Si parte da un target per giungerne ad un altro superiore in caso sia richiesta una valutazione scritta (sia positiva che negativa).

In caso l’autore sia apprezzato dalla giuria, scelta la sua opera, costui verrà inserito in uno stand (anch’esso a pagamento) dove potrà mostrare la sua opera ai vari personaggi influenti delle case editrici e partecipare ad un concorso che come premio ha una pubblicazione gratuita. Ammetto che non so se in caso di richiesta di pubblicazione sia dovuta quella “famosa” richiesta di contributo da parte dell’autore (ma, in molti casi, avviene così visto il sistema delle case editrici descritto in precedenza). Ammetto anche che parliamo di un’idea piacevole, se non fosse per questo brutto inconveniente del “pagarsi”, irrispettoso verso coloro che propongono le proprie opere inedite.

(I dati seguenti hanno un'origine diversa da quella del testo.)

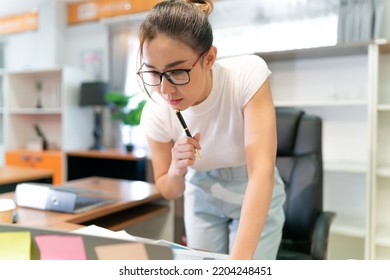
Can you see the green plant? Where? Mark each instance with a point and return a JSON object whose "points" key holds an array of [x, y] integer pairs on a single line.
{"points": [[119, 102]]}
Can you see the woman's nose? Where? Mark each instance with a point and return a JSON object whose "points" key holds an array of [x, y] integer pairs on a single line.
{"points": [[166, 87]]}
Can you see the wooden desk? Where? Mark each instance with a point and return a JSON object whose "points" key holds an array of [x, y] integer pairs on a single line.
{"points": [[107, 163], [10, 176], [134, 202]]}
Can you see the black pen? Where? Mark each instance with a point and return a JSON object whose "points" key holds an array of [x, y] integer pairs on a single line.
{"points": [[187, 131]]}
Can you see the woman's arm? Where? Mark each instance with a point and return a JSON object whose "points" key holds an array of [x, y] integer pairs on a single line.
{"points": [[170, 162], [260, 148]]}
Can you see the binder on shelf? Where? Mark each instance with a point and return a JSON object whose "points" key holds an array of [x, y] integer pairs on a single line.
{"points": [[55, 198]]}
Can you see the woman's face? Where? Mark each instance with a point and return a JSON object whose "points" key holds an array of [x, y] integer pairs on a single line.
{"points": [[165, 54]]}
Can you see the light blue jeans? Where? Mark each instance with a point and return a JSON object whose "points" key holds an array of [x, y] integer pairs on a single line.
{"points": [[212, 207]]}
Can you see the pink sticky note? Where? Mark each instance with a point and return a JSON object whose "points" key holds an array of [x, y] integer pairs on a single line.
{"points": [[59, 247]]}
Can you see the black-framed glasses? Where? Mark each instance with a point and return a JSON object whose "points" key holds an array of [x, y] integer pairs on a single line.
{"points": [[177, 77]]}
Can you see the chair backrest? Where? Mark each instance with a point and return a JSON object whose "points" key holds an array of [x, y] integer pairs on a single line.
{"points": [[299, 161]]}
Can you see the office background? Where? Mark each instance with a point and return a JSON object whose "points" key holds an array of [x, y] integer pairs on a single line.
{"points": [[297, 38]]}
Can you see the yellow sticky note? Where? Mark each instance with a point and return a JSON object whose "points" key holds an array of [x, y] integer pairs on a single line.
{"points": [[15, 245]]}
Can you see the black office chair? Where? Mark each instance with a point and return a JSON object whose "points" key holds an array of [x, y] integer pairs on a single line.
{"points": [[299, 160]]}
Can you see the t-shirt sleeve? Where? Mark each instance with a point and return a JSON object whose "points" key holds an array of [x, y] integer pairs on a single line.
{"points": [[155, 120], [254, 74]]}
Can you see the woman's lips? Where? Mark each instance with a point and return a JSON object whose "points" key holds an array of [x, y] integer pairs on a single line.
{"points": [[174, 102]]}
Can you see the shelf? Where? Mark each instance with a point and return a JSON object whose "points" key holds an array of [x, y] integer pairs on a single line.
{"points": [[383, 237], [318, 52], [384, 107], [321, 103], [383, 171], [348, 225], [35, 111], [346, 167]]}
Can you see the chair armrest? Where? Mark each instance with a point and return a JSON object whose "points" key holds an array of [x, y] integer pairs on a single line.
{"points": [[319, 246]]}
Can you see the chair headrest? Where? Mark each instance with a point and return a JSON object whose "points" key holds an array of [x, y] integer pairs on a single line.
{"points": [[287, 121]]}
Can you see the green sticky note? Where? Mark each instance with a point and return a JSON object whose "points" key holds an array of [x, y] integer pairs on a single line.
{"points": [[15, 245]]}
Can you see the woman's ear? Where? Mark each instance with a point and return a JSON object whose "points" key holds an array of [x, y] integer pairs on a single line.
{"points": [[211, 57]]}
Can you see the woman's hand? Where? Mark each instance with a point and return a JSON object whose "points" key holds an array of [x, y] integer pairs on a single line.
{"points": [[184, 154]]}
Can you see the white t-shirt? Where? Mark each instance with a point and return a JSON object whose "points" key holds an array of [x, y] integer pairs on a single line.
{"points": [[219, 119]]}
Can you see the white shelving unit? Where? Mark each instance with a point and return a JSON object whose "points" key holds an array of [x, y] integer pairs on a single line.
{"points": [[1, 119], [342, 84], [66, 125], [380, 195]]}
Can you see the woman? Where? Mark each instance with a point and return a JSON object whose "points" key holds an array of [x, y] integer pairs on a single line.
{"points": [[233, 195]]}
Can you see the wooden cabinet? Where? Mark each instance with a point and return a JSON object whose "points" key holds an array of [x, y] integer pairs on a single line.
{"points": [[46, 160], [348, 86], [54, 107]]}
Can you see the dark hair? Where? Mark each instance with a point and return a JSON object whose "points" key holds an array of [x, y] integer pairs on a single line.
{"points": [[182, 20]]}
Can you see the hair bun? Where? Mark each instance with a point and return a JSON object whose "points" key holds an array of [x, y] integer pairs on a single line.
{"points": [[206, 6]]}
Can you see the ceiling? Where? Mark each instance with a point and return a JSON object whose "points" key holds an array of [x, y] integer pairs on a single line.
{"points": [[15, 7]]}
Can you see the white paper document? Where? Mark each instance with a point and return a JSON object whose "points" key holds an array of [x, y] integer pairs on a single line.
{"points": [[180, 252]]}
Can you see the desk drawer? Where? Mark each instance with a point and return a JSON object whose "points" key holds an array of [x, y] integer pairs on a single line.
{"points": [[50, 160]]}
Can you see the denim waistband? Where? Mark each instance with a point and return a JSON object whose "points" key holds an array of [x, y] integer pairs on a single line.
{"points": [[229, 173]]}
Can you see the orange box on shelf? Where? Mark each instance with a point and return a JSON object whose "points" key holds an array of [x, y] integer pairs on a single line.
{"points": [[48, 160]]}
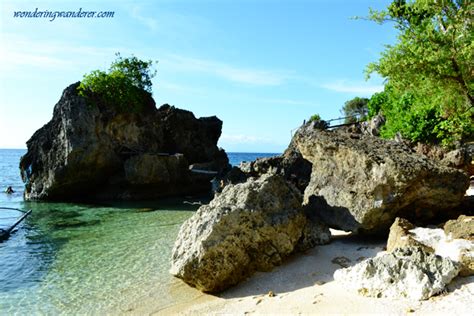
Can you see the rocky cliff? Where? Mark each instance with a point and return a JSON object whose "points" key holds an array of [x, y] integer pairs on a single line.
{"points": [[89, 152], [361, 183]]}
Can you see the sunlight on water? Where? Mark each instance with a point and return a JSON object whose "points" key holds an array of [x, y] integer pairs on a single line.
{"points": [[85, 259]]}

Un’altra cosa positiva è la presa di posizione di molti autori contro tale meccanismo, inutile e deleterio.

La cosa più ridicola è vedere come molte persone prendano le distanze (come la SIAE o il Comune di Firenze, che antecedentemente alle denuncie, erano finanziatori del Festival) e come i dirigenti della manifestazione hanno reagito alle accuse: non scusandosi ed eliminando (se non il Festival) la quota di partecipazione (visto che come dice un consigliere comunale vale solo il 10% dell’intero evento), ma, semplicemente, abbassando le quote. Il problema principale non è questo: il problema si verificherà se qualcuno domani pagherà per aderire, sostenendo tale sistema, sporco e clientelare. E avverrà sicuramente (sempre che il Festival non venga chiuso) perché, come dicevo sopra, questa è l’unica strada che si ha per raggiungere determinati livelli. Altrimenti si è fuori.

Quindi, deducendo che il prodotto creato dal lavoratore, per renderlo merce dell’unico mercato, deve pagare e non venderlo, vorrei proporre una mia cosa. Io vorrei creare un luogo dove tutte le persone di buon senso possano venire, gratuitamente, per collassare il sistema.

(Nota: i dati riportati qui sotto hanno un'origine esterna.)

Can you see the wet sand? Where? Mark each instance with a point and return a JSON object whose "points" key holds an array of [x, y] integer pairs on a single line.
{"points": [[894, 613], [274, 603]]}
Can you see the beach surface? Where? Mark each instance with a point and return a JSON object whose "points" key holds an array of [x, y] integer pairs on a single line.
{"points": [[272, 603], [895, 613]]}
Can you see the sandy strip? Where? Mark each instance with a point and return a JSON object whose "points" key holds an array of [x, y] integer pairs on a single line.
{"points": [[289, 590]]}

E’ un luogo dove non c’è niente oltre un grande falò. Qui ognuno potrà buttare la propria opera in segno di negazione assoluta. Cioè di assenza futura. Perché, in altro modo, lo sta facendo gente di questo nostro Stato in tutti i settori; da anni ormai. Questo suicidio artistico di massa è un boicottaggio verso coloro che sfruttano e non seminano.

Estinguere la corrente.

Un voto nullo.

Cioè, ripeto, un’assenza futura.

Immaginate di essere voi coloro che prendono le redini di questo schifo già in auge e in perenne requiem.

E’ un idea tremenda, la mia. Lo so. Ma mai come ora farei a qualsiasi cosa per pulire e dare una regolarità a un domani che vedo come oggi.

Senza altarini, benvenuti al mio Festival dei Minchioni.